According to the "Souvenir of St. Michael's Parish, Loretto, Pa." - On or about 1800 (?), this family traveled from Harford Co., Maryland, along the Conococheague Valley (pronounced by the early settlers "Con-eck e-jig"), westward through Cumberland, Maryland, and eventually coming to settle in a place then known as "Jimmy Rhey Place" (1909- John Mangus resides). This family was a charter pioneer in the formation of Summerhill Township (1810) and very likely a charter pioneer in the formation of Cambria County (1804). The family moved but once more, to a farm approx. 1 mile south of the town of Wilmore (1909- James H. White Farm). Godfrey built the first sawmill in this section of the county on the Little Conemaugh River, below the town of Wilmore, Pennsylvania. This water-driven sawmill was subsequently washed away and rebuilt about 800 yards east of the present (1910) Pennsylvania Railroad depot.

Mary (Higgins) Wilmore was a Catholic. Godfrey Wilmore, on the other hand, was a Baptist and well acquainted with the Sacred Scriptures. Father Demetrius Augustine Gallitzin, a Catholic priest, who was a former Russian prince, visited the Wilmore household with a view to reconciling the differences of religion within the family, and it was said that they had many earnest, controversial conversations, which eventually resulted in Godfrey's conversion to Catholicism.

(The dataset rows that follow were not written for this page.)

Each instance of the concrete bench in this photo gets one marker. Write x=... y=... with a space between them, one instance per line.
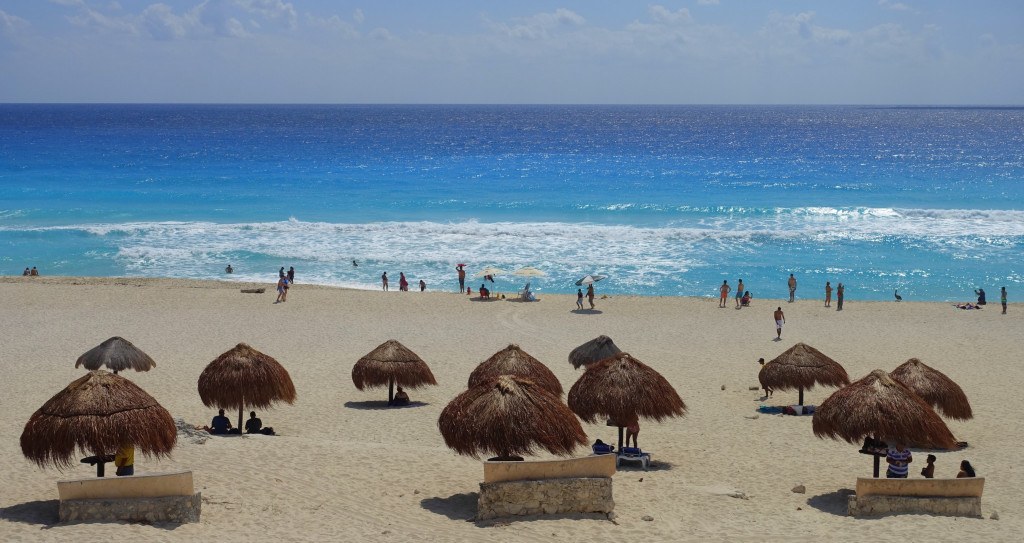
x=166 y=497
x=952 y=497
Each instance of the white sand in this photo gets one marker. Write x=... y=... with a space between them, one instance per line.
x=345 y=469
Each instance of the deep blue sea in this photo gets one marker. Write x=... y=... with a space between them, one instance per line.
x=663 y=200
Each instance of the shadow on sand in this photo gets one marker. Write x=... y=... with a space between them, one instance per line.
x=380 y=405
x=456 y=507
x=834 y=502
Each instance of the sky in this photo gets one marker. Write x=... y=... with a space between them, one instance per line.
x=513 y=51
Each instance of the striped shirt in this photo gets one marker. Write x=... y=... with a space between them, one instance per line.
x=899 y=456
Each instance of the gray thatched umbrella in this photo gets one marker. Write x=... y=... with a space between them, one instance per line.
x=97 y=413
x=624 y=389
x=802 y=367
x=117 y=354
x=514 y=361
x=594 y=350
x=881 y=407
x=933 y=386
x=507 y=416
x=390 y=364
x=244 y=376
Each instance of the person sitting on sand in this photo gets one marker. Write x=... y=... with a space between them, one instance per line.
x=929 y=469
x=220 y=424
x=967 y=470
x=898 y=457
x=400 y=398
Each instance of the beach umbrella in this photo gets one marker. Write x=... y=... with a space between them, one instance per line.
x=116 y=353
x=594 y=350
x=96 y=414
x=244 y=376
x=934 y=387
x=509 y=416
x=489 y=270
x=624 y=389
x=514 y=361
x=880 y=407
x=390 y=364
x=529 y=272
x=802 y=367
x=590 y=279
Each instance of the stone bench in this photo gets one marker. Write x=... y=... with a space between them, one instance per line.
x=951 y=497
x=166 y=497
x=547 y=487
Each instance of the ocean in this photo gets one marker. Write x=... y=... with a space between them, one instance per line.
x=665 y=201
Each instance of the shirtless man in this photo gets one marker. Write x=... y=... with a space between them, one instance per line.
x=779 y=321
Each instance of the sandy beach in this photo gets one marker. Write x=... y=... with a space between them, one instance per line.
x=344 y=467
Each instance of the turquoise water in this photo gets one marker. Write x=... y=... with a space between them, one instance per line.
x=664 y=200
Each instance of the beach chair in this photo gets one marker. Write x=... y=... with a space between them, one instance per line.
x=633 y=454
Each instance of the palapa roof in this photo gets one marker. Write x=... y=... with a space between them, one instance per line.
x=881 y=407
x=594 y=350
x=391 y=362
x=509 y=415
x=624 y=388
x=514 y=361
x=933 y=386
x=96 y=414
x=244 y=376
x=802 y=367
x=117 y=354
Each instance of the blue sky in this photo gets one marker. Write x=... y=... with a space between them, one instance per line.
x=598 y=51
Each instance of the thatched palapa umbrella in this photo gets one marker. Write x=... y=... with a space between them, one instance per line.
x=881 y=407
x=390 y=364
x=594 y=350
x=933 y=386
x=624 y=389
x=117 y=353
x=96 y=414
x=802 y=367
x=509 y=416
x=514 y=361
x=244 y=376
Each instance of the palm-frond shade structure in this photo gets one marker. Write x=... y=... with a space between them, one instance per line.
x=934 y=387
x=509 y=416
x=514 y=361
x=624 y=389
x=245 y=377
x=881 y=407
x=594 y=350
x=117 y=353
x=391 y=364
x=802 y=367
x=96 y=414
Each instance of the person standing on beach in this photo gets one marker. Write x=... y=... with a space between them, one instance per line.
x=779 y=321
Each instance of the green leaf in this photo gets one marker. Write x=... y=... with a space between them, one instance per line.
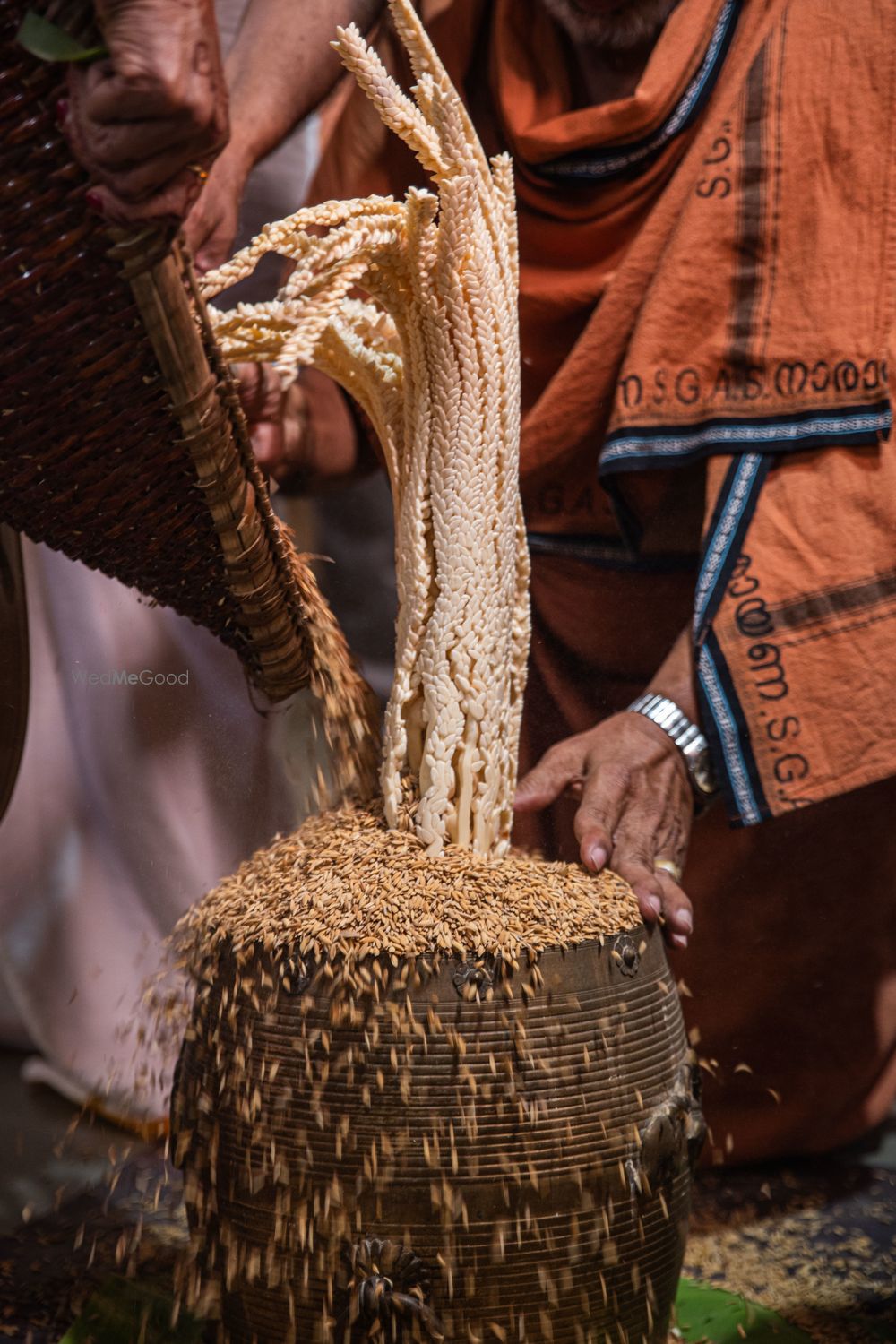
x=124 y=1311
x=712 y=1316
x=47 y=42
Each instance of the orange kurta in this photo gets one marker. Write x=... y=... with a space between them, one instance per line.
x=707 y=292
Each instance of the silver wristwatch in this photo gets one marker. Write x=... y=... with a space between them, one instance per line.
x=686 y=737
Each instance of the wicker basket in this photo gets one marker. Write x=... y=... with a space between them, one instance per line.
x=121 y=437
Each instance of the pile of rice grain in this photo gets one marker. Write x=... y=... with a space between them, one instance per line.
x=346 y=884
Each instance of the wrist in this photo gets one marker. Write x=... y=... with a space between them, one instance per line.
x=686 y=737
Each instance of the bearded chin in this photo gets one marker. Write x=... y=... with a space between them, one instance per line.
x=632 y=26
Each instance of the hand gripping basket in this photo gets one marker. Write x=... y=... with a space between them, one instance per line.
x=121 y=437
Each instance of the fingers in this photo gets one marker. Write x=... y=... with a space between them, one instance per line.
x=603 y=798
x=155 y=107
x=171 y=203
x=557 y=769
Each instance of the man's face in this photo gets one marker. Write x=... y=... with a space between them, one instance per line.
x=616 y=24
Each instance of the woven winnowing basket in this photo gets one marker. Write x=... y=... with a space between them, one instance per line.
x=121 y=437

In 1829, Sylvester Welch's Corps of Engineers was running the lines of the Allegheny Portage Railroad through Summerhill Township, and they came across "… a little village which they marked on their map 'Guinea', an appellation which the Irish laborers who built the road adopted until the matter was made a subject of complaint to Fr. Gallitzin, who from the altar denounced this insult to a family for whom he had the greatest respect. It was said that Father Gallitzin would chastise any person who would call the town by that opprobrious name and he declared that it should be known as Jefferson..." in honor of our third President. This is further referenced within the will of Bernard Wilmore, the oldest son of Godfrey and Mary Wilmore, that he lists the town of Jefferson as his home.

It was Bernard, with the help of his nephew Martin Wilmore (son of James and Catharine Wilmore) who laid out the town-site of then Guinea, changing the name, because of the promptings of Father Gallitzin, to Jefferson (June 4, 1831). On June 10, 1831, the contract was let for Section 15 of the Old Portage Railroad, which ran through Jefferson by the time of its completion in 1834.

Jefferson, as the name of the town, never caught on. The 6th post office in the county, established in Aug. 1832 along with the train depot, were forever referred to by the residents as "Wilmore's Post Office" and "Wilmore's Station" respectively. In 1859 the town was formally incorporated into a borough under the name of Wilmore and there were 20 homes.

Mary Wilmore, who was a daughter of Godfrey and Mary Wilmore, married James Young. He was educated, could read and write and was a contractor and the person who built St. Bartholomew's Church- the present-day Gothic structure in Wilmore which replaced the small stone church. St. Bartholomew's Church was built in 1854. Even though Bernard Wilmore at the time of his death (1844) had left a small parcel of land in the center of town to Father Gallitzin to be used as a church, Father Gallitzin's executors sold the property and it is currently where the Evangelical Lutheran Church now stands.

==Education==
It is in the Forest Hills School District.